CAIRO: Walking down the streets of Egypt on Wednesday, you could hear everywhere people excitingly talking about “Morsi,” “Moussa,” “Shafick,” “Sabahi,” or “Aboul Fotouh,” a scene that no one could have ever imagined a year and half ago as the regime was busy rigging the parliamentary elections in 2010.
As millions of Egyptians cast their ballots at thousands of polling stations for the candidate whom they think will save their country, there is no clear indication on who that candidate will be. Various opinion polls have been conducted, yielding widely different results, yet most Egyptians have been suspicious of these polls, as they are not scientific.

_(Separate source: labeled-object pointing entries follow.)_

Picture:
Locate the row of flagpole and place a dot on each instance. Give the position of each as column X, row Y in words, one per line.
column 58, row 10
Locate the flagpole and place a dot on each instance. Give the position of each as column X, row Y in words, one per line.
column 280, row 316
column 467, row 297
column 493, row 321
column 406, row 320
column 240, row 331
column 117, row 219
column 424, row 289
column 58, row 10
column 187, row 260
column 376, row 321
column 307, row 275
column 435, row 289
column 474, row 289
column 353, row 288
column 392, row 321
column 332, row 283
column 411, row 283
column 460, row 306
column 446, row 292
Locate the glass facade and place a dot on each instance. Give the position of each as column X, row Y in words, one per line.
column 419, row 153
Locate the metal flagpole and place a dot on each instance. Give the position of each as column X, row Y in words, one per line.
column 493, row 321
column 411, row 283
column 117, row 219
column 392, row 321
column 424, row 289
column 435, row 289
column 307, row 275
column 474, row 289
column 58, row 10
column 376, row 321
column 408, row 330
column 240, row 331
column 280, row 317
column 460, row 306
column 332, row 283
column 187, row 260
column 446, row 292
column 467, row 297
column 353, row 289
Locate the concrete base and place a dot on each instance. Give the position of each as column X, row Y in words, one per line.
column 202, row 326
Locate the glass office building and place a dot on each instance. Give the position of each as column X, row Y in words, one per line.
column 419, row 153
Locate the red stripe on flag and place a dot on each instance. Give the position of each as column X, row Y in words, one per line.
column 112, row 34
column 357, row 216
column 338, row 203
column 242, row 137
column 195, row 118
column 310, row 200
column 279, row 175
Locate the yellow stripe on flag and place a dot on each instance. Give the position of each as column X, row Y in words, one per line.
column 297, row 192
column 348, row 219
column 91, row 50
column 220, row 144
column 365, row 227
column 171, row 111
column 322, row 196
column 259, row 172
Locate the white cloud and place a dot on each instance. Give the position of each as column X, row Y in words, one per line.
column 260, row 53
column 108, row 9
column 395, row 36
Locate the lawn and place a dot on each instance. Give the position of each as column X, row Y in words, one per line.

Recently conducted opinion polls have shown that while the Muslim Brotherhood’s candidate Mohamed Morsi, former Arab League Secretary General and former Egyptian foreign Minister Amr Moussa, former member of the Brotherhood Abdul Moneim Aboul Fotouh, and former Prime Minister Ahmed Shafick are front-runners, there is no clear indications of what chances they stand to lead Egypt.
One of the three top contenders is leading Islamist figure Mohamed Morsi, 60, an engineer educated in American schools who vows to stand for women, poverty, and democracy if he is to become the Egyptian president. In recent statements, Morsi has been appealing to a broad audience, stressing the importance of re-introducing Islam. Morsi’s open endorsements of Islam have created fear amongst Egypt’s liberals that he might introduce a fundamentalist Islamic theory as he comes from the conservative wing of the brotherhood.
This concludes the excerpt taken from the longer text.